Quello che colpisce da subito è l’immediata attenzione a creare un rapporto con il pubblico. Pochi ce la fanno ma Drusilla riesce a creare quasi istantaneamente un’atmosfera di confidenza con chi la sta a sentire, una cosa difficilissima. Lo fa utilizzando magistralmente il processo di identificazione creando rappresentazioni di vissuti comuni a tutti gli esseri umani. I sentimenti di abbandono, solitudine e disperazione vengono poeticamente utilizzati per creare quel terreno comune necessario al processo ma la cosa che mi colpisce di più è un’altra: le dosi.

Tutto è perfettamente bilanciato. Lo spettacolo si articola in un continuo oscillare tra immagini di vissuti che toccano il centro dell’esperienza umana e catartiche risate. Abbandono e poi risate. Solitudine e poi risate. Disperazione e poi risate. Nulla è troppo calcato, tutto è leggero ed elegante come suggerisce il titolo. Il tutto arricchito da ottime performance musicali che accompagnano questa serpentina di esperienze umane.

Drusilla è il pezzo centrale di questo ingranaggio. Tramite l’autoironia e la sua eccentricità riesce a non essere mai pesante e a toccare con grazia argomenti profondi. Come un quadro è distinto dal pittore Drusilla è una creazione che si pone a metà strada tra l’artista e il pubblico svolgendo la sua funzione perfettamente. Ne sono testimonianza gli spontanei incitamenti del pubblico, gli applausi e i commenti che qualcuno le lancia: quando fa l’intransigente dal pubblico qualcuno le grida ‘marescialla!’, lei ci fa due battute su e continua.

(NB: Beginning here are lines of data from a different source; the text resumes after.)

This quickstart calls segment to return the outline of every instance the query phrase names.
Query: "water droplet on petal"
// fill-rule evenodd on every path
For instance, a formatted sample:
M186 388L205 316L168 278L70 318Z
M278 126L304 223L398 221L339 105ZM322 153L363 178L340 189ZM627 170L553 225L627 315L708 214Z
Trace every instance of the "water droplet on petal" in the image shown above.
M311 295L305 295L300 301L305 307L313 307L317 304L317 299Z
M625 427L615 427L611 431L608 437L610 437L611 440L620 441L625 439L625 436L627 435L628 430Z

La quarta parete è stata infranta da ambo i lati, davvero una cosa bella da vedere. Capisco anche il perché del distacco mediatico tra interprete e personaggio: Drusilla ha bisogno del suo spazio per vivere a trecentosessanta gradi. Mescolare le due figure sarebbe come svelare il trucco dietro a un numero di magia. Mi viene in mente Wilson: il pallone da pallavolo che fa compagnia a Tom Hanks in ‘Cast Away’. Una creazione dell’animo umano che vive a mezza strada tra l’illusione e la realtà e che ci tiene ‘in relazione’, elemento senza il quale moriremmo. Riassumendo: davvero uno spettacolo da vedere! Non è un panino alla porchetta, non è il festival della mente di Sarzana ma si colloca alla giusta distanza tra cervello e pancia; più o meno all’altezza del cuore.